Turquie : les journalistes emprisonnés contraints de porter un uniforme [RTL]

Des dizaines de journalistes, accusés d’implication dans la tentative de putsch de juillet 2016 ou de liens avec le terrorisme, sont concernés.

Brun pour les détenus accusés d’avoir participé à la tentative de putsch de juillet 2016, gris pour ceux soupçonnés de liens avec le terrorisme. Les journalistes turcs emprisonnés devront bientôt porter un uniforme stigmatisant lors de leurs apparitions publiques, rapporte Reporters sans Frontières (RSF). Une mesure imposée par un décret-loi publié en Turquie le 24 décembre dernier, qui concrétise la volonté du président Recep Erdogan et qui devrait être mise en place dans les prochaines semaines.

Depuis juillet 2017, le leader turc promettait que les détenus suspectés de « crimes contre l’État » porteraient un uniforme spécifique, après l’arrestation d’un ancien soldat qui avait dû porter un vêtement orange rappelant celui des détenus de la prison américaine de Guantanamo. Ainsi, parmi les quelque 58 000 détenus concernés par le décretplusieurs dizaines de journalistes enfermés dans les geôles turques devront se vêtir de brun ou de gris pour leurs sorties publiques, notamment pour aller se défendre au tribunal, rapporte RSF. Seuls les femmes enceintes et les enfants seront épargnés.
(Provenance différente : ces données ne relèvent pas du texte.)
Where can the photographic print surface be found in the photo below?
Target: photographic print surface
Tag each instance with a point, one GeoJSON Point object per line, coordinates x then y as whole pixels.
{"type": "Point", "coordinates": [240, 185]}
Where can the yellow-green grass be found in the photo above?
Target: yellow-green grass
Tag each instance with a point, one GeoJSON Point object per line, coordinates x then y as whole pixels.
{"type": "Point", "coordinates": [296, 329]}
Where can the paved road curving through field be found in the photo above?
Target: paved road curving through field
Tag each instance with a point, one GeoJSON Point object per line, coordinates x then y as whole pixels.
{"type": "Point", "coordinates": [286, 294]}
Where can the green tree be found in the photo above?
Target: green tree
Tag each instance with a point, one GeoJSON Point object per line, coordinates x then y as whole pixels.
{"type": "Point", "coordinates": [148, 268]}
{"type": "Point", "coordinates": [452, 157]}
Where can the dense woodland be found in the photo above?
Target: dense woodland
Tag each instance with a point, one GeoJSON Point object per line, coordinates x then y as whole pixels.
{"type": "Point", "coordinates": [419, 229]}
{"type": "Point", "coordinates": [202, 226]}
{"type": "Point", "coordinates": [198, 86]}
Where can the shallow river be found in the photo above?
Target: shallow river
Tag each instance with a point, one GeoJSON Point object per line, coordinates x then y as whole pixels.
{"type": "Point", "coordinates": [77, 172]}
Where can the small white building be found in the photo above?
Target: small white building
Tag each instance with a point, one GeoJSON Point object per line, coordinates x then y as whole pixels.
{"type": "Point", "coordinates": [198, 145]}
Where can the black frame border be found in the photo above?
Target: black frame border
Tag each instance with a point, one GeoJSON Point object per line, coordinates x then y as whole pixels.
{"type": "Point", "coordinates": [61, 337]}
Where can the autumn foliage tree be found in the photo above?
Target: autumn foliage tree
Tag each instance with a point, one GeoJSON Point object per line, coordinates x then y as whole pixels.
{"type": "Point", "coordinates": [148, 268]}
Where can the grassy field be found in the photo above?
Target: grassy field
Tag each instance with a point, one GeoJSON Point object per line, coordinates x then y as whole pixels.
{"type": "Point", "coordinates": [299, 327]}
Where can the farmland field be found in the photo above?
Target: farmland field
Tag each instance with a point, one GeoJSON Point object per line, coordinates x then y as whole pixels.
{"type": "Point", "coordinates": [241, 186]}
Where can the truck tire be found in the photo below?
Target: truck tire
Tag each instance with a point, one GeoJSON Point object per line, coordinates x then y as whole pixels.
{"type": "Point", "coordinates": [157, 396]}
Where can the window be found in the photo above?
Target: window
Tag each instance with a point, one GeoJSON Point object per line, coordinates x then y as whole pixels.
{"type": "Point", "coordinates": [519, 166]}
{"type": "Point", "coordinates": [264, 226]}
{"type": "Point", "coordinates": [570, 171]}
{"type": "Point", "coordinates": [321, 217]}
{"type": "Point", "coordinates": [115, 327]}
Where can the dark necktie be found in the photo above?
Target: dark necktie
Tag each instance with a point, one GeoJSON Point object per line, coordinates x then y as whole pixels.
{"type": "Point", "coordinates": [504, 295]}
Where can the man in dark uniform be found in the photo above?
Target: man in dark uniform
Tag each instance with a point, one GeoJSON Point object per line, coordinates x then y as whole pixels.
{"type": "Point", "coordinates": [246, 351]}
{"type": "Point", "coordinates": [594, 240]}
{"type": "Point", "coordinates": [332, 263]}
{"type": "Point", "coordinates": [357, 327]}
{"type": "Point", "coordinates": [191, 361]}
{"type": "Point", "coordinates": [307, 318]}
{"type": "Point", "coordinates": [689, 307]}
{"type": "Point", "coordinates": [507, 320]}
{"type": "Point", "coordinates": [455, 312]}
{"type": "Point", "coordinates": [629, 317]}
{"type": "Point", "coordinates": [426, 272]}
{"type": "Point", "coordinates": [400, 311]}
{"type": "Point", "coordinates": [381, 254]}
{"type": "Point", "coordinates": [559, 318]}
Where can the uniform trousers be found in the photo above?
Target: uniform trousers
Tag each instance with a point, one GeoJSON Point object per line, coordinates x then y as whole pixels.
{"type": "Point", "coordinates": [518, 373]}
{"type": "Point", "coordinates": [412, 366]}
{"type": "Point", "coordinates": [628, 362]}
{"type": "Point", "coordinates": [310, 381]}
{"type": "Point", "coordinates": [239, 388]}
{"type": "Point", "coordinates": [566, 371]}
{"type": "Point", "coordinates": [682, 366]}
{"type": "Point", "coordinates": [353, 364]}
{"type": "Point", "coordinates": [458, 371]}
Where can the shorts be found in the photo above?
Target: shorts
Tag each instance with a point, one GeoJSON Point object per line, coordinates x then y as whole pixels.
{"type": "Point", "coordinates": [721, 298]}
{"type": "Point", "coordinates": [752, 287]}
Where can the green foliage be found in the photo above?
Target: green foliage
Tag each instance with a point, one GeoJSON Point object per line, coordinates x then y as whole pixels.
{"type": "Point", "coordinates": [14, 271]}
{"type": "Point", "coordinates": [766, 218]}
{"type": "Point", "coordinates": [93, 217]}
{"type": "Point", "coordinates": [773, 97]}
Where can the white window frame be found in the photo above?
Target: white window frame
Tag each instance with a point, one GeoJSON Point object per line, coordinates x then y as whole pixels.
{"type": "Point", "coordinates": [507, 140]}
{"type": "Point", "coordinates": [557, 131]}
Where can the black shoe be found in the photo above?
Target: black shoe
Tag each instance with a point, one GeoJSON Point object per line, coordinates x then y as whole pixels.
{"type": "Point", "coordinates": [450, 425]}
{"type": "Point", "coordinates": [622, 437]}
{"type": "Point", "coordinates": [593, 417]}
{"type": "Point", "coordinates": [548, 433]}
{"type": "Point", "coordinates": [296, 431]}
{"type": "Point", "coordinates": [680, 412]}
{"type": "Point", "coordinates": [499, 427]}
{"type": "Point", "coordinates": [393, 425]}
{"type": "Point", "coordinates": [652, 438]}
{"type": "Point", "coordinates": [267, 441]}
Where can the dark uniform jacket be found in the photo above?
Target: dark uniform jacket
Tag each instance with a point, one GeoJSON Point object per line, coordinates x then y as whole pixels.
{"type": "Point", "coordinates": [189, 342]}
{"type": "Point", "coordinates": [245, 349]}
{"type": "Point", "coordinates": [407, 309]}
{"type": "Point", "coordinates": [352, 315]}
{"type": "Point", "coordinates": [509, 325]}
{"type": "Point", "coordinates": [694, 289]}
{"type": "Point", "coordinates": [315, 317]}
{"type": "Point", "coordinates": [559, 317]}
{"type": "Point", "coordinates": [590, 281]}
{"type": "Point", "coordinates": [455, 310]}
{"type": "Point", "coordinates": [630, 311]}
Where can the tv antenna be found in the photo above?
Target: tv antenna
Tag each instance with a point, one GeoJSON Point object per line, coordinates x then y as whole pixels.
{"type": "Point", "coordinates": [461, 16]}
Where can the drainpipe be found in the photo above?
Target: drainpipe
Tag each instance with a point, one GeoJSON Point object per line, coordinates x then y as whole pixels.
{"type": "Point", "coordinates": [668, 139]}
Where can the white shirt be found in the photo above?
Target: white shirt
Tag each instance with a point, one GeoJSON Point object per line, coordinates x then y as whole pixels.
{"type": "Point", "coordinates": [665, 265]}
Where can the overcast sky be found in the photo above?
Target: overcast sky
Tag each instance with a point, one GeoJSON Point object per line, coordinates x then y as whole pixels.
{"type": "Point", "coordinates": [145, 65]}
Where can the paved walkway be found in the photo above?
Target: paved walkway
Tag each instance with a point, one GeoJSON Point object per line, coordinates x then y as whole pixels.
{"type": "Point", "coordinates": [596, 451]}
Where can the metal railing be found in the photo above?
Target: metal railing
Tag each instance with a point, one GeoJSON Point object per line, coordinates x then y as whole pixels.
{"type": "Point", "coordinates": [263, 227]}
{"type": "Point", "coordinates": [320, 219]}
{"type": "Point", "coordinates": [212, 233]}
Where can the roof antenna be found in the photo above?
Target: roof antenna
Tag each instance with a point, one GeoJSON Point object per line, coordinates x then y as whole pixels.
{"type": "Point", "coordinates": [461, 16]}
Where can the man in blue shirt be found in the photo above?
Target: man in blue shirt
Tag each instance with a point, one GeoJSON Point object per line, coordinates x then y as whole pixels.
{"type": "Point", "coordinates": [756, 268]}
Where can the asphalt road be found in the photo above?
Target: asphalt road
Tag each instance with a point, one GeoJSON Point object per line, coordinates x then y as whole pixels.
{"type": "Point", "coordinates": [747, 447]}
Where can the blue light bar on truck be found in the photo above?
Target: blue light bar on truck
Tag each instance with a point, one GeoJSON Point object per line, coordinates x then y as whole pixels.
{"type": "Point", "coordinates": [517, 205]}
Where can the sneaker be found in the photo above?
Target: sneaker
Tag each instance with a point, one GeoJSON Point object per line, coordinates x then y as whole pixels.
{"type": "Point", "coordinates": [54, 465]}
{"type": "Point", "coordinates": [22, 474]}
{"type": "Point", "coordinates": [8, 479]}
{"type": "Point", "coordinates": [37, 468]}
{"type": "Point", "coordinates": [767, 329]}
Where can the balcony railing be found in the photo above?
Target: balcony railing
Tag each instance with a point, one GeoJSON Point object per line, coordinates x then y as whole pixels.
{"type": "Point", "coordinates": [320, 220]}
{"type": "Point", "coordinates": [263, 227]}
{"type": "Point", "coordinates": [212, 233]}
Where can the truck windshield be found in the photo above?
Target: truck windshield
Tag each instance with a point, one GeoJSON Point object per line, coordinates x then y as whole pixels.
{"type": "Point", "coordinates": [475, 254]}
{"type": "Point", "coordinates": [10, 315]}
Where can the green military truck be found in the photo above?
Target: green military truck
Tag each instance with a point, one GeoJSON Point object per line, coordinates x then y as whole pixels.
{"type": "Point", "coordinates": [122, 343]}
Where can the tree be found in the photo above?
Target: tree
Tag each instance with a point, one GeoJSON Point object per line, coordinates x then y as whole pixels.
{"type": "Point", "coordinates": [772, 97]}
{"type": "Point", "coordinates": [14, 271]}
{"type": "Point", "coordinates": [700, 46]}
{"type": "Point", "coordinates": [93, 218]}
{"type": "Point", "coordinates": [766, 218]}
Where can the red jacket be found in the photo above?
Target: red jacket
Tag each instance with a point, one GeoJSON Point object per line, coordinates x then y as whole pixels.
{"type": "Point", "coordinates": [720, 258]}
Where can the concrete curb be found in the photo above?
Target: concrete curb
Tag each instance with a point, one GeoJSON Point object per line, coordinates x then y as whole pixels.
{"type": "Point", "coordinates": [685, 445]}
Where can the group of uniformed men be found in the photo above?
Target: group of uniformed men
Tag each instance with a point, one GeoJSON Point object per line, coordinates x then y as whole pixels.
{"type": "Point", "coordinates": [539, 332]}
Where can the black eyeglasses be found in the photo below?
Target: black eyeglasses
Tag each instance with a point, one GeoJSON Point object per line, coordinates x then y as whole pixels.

« Cette mesure ne vise qu’à humilier, intimider et stigmatiser les détenus concernés. Au mépris de la présomption d’innocence, les journalistes emprisonnés seront ainsi assimilés aux putschistes responsables du bain de sang du 15 juillet 2016. Nous demandons l’abrogation immédiate de ce décret-loi, qui participe de la dérive de la justice turque vers un instrument de vengeance politique », dénonce le secrétaire général de RSF, Christophe Deloire.

La purge des journalistes

Depuis la tentative de putsch de juillet 2016, des milliers de personnes ont été arrêtées. Parmi eux, plusieurs dizaines de journalistes, un triste record du monde, selon Reporters sans Frontières. En tout, d’après les chiffres de RSF, 150 médias auraient été fermés.

La Turquie se classe à la 155e place du classement mondial de la liberté de la presse, sur 180 pays. Le gouvernement turc a mis en place, après la tentative de coup d’État de 2016, un état d’urgence, l’autorisant à emprisonner nombre de professionnels, dont des journalistes, accusés de « crimes contre l’État ». Selon RSF, la Turquie est ainsi devenue « la plus grande prison du monde pour les professionnels des médias ».